This is my own project for Coursera "Getting and Cleaning Data" course. The code is written in R; the source code is run_analysis.R.
This script does the following:
- Load the data.table package
- Create a "data" directory in order to download the raw data that is found on the following link: https://d396qusza40orc.cloudfront.net/getdata%2Fprojectfiles%2FUCI%20HAR%20Dataset.zip
- Unzip the file using the function unzip()
- List all the files of the dataset
- Read the data (UCI HAR Dataset/train/X_train.txt, UCI HAR Dataset/train/y_train.txt, UCI HAR Dataset/train/subject_train.txt, UCI HAR Dataset/test/X_test.txt, UCI HAR Dataset/test/y_test.txt, UCI HAR Dataset/test/subject_test.txt) and store them in trainX, trainY, trainSubject, testX, testY, testSubject.
- Check if data was loaded correctly (View())
- Check the dimension of each variable
- Concatenate by columns the test data(testX, testY, testSubject)
- Concatenate by columns the train data(trainX, trainY, trainSubject)
- Merge train and test data using rbind()
- Check if data is merged correctly (View())

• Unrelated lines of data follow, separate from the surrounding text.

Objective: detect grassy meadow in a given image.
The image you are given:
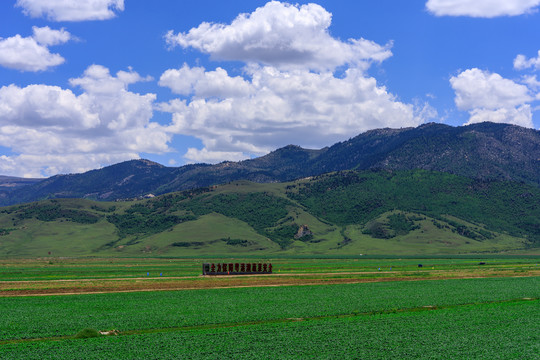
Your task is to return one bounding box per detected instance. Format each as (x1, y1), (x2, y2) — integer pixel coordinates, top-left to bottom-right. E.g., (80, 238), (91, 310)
(0, 256), (540, 359)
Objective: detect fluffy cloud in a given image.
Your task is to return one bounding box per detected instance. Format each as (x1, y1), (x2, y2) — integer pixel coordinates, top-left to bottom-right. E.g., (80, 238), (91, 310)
(0, 26), (72, 71)
(514, 50), (540, 70)
(159, 64), (252, 98)
(166, 1), (392, 70)
(450, 68), (534, 127)
(0, 65), (170, 176)
(426, 0), (540, 18)
(16, 0), (124, 21)
(159, 1), (436, 162)
(160, 65), (434, 162)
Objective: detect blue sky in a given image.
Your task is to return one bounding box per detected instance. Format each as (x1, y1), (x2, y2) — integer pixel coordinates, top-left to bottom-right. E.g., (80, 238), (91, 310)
(0, 0), (540, 177)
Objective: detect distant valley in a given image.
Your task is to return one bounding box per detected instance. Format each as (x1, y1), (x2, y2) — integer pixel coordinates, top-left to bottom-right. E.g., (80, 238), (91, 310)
(0, 123), (540, 205)
(0, 123), (540, 257)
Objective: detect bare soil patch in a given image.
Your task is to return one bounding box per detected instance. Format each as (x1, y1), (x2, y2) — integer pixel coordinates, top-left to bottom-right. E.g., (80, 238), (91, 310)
(0, 269), (540, 297)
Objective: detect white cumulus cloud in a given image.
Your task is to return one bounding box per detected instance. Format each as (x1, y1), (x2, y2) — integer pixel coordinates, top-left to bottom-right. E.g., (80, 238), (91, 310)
(166, 1), (392, 70)
(16, 0), (124, 21)
(450, 68), (535, 127)
(160, 65), (434, 162)
(0, 65), (171, 176)
(159, 64), (252, 98)
(0, 26), (72, 72)
(426, 0), (540, 18)
(514, 50), (540, 70)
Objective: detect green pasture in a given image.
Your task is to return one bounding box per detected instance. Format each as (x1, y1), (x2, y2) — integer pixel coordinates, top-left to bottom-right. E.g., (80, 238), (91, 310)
(0, 277), (540, 342)
(0, 301), (540, 359)
(0, 255), (540, 281)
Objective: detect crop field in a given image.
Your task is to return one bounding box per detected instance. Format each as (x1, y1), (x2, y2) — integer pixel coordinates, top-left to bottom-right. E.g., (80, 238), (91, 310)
(0, 258), (540, 359)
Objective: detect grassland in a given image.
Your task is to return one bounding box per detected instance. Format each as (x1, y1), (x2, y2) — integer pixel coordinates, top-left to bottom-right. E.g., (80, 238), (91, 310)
(0, 256), (540, 359)
(0, 170), (540, 258)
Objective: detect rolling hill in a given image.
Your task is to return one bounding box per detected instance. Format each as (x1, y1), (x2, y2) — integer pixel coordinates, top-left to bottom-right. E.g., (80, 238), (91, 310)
(0, 170), (540, 257)
(0, 123), (540, 205)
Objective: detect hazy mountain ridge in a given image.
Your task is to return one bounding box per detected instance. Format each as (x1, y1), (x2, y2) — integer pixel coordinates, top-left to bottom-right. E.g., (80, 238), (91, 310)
(0, 170), (540, 256)
(0, 123), (540, 205)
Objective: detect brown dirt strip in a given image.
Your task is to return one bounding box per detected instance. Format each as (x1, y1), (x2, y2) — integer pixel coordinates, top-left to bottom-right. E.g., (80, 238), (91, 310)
(0, 270), (540, 297)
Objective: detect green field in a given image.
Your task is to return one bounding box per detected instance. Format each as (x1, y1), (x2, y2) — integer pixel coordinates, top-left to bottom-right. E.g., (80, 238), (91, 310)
(0, 277), (540, 359)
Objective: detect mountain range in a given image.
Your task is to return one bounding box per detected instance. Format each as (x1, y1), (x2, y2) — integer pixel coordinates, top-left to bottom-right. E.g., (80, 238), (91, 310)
(0, 123), (540, 257)
(0, 123), (540, 206)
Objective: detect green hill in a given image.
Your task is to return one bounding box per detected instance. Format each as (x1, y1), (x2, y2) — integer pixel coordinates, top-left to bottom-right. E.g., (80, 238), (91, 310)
(0, 170), (540, 257)
(0, 123), (540, 205)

- Load feature data into R
- Extract mean and standard deviation measurements using the function grep(). Does not include "mean frequency".
- Store the data in finalData
- Name the columns on the finalData table(subject, activty and features names)
- Check if finalData is correctly
- Read the activity label data (UCI HAR Dataset/activity_labels.txt) and store it in a variable
- Switch the numbers name by its correspondent label
- Check if finalData is correctly
- Subsitute the variable names by using the function gsub(). The names will be as following:
"()" to ""
"^t" to “Time"
"^f" to “Frequency”
"Acc" to "Accelerometer"
"Gyro" to "Gyroscope"
"Mag" to "Magnitude"
"BodyBody" to "Body"
"-mean" to "Mean"
"-std" to "Standard Deviation"
- Check if everything is labeled correctly (View())
5) From the data set in step 4, creates a second, independent tidy data set with the average of each variable for each activity and each subject.
- Load the dplyr package
- Create a new dataset by calculating the mean value of each variable for each activity and subject.
- Generate a final file using the function write.table
output file is: average_tidyData.txt (180 observations - 30 subjects x 6 activities - of 66 variables)
This file explains the specific details of the tidy data file.